The end product of the final report is noticeably less detailed than when LLM is given a full context window, but it isn’t too bad. It would be easy to imagine that if there was a very large text it would be beneficial to summarise each bit and generate a transcript form the summarisations. However, there are many challenges that might occur especially when running summarization in parallel which would require threads; this is very hard to program well because there could be problems with thread safety. Furthermore, imagine the high computational cost for the cpu, gpu if there were a lot of them. For our project we are simply loading an LLM model once and the instance is used again and again, so we have implemented a singleton pattern for convenience and ensuring no errors; thus the experiment you see above was run sequentially, but if one can make it parallel it would be better. Yet, if the LLM instance is a shared resource for the many threads, if the summarisation happened in parallel then we’d imagine there might be a lot of race conditions that could occur. In conclusion, implementing parallelisation is indeed possible but it is probably beyond the scope and difficulty of our project because we are already facing the use of async and threads in our program, so we don’t want to overcomplicate it for ourselves.

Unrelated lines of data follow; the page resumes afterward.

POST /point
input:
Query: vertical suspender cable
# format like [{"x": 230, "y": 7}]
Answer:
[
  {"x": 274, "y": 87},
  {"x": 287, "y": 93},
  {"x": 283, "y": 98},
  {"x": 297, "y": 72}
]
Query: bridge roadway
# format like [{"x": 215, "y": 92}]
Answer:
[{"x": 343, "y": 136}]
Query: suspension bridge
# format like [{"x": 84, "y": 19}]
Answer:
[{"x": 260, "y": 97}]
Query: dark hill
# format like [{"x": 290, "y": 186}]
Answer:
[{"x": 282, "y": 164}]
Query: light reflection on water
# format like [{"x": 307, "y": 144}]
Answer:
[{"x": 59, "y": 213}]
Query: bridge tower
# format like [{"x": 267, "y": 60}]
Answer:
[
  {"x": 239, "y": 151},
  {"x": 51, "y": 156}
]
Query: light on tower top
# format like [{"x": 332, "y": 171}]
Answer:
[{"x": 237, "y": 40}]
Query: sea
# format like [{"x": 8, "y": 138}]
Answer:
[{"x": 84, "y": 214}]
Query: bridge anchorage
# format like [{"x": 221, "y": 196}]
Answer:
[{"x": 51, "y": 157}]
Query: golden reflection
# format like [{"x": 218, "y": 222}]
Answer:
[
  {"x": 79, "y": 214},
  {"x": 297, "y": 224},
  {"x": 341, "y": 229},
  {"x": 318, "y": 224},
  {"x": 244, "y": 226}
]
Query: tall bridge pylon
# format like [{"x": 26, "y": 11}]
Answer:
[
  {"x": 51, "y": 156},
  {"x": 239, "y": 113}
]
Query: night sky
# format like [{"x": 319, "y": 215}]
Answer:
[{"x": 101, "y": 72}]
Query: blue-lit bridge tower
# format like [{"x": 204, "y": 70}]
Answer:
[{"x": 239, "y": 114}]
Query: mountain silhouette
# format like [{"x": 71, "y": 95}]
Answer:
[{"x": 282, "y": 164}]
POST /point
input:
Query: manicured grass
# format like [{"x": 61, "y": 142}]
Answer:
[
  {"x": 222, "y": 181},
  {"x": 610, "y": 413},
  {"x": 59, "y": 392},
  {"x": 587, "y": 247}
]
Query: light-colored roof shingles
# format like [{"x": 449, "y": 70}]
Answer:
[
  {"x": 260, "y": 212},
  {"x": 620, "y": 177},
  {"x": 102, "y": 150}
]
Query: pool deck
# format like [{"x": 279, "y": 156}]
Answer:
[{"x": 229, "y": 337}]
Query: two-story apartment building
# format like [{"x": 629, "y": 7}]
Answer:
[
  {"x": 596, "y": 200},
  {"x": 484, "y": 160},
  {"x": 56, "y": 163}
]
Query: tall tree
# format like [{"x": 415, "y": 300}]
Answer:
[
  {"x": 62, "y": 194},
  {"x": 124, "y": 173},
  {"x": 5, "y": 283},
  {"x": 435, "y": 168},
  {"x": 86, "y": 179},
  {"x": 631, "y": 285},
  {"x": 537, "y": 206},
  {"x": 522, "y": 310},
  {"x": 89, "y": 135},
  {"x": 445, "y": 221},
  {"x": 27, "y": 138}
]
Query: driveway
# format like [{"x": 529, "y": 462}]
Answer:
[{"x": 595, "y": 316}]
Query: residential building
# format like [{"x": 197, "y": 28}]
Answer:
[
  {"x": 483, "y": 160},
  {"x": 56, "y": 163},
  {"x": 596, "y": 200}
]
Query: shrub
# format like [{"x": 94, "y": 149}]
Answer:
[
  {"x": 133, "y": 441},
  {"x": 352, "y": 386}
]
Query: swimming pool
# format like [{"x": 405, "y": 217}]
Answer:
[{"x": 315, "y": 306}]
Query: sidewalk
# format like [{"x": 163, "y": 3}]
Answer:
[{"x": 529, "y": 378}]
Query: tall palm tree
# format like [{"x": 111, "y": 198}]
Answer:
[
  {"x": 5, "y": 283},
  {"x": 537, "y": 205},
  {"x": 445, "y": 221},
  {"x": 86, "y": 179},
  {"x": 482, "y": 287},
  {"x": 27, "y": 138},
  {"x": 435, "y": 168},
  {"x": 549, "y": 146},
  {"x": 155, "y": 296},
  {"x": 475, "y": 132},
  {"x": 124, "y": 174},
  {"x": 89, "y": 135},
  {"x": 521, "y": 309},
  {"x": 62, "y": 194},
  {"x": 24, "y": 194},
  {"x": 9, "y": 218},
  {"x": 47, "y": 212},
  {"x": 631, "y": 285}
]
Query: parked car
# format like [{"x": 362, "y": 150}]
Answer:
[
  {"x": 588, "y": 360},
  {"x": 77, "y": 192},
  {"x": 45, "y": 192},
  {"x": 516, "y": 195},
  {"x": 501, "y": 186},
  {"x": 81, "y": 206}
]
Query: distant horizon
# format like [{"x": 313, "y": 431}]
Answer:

If we were to implement sequential processing of multiple LLMs one at a time to work together to create a final transcript solving the long context issue and doesn’t require parallelism, we also have to consider the trade-offs. This could make the processing process much longer as each llm has to do one at a time so there wouldn’t be instantaneous streaming and likely it would take some time so on the user end they’ll have to wait. This could work if we process the transcript and tell the user to wait and then let the user know when a report is complete via a signal or a notification. However, for purposes of this project will keep things simple and just stick to a prompt and generation for instant demonstration.

So how are we using a RAG in our program and why?

We were told to implement a RAG pipeline. For our use case a RAG seems unnecessary, but it can actually be great to use as a method to fact check the transcript against the report which we introduced as a function. This is because we want to make the report generated by LLM accurate and true to the transcript. For each line in the report we get the chunked transcripts and get the most relevant supporting evidence for the claim in the report and use LLM to give a conclusion.

Already Existing use of RAG Fact-Checking and Applications in healthcare

There have already been looks into applications in the healthcare context. For example, there has been a paper from Stanford researchers [28] researching into implementing a RAG for “EHR” and using “LLM-as-Judge” in order to gauge accuracy of summaries generated by AI on people’s health records[28] .

Vector Databases

Vector databases are used to store vectors of many dimensions that are generated from text or images (embeddings) and are used because they can quickly do similarity searches based on distance [20].

FAISS

This is a library made by Meta [26] that is a vector database, which indexes vectors and then it performs a search for similarity [21][22] [23] “IndexFlatL2” is one of the indexes of the FAISS library[24] and is the simplest approach that uses “euclidean distance”[23] in a “brute-force” manner [25] and you can perform a “k-nearest neighbour”[25] search on the index to find the closest matching thing to the vector query [23].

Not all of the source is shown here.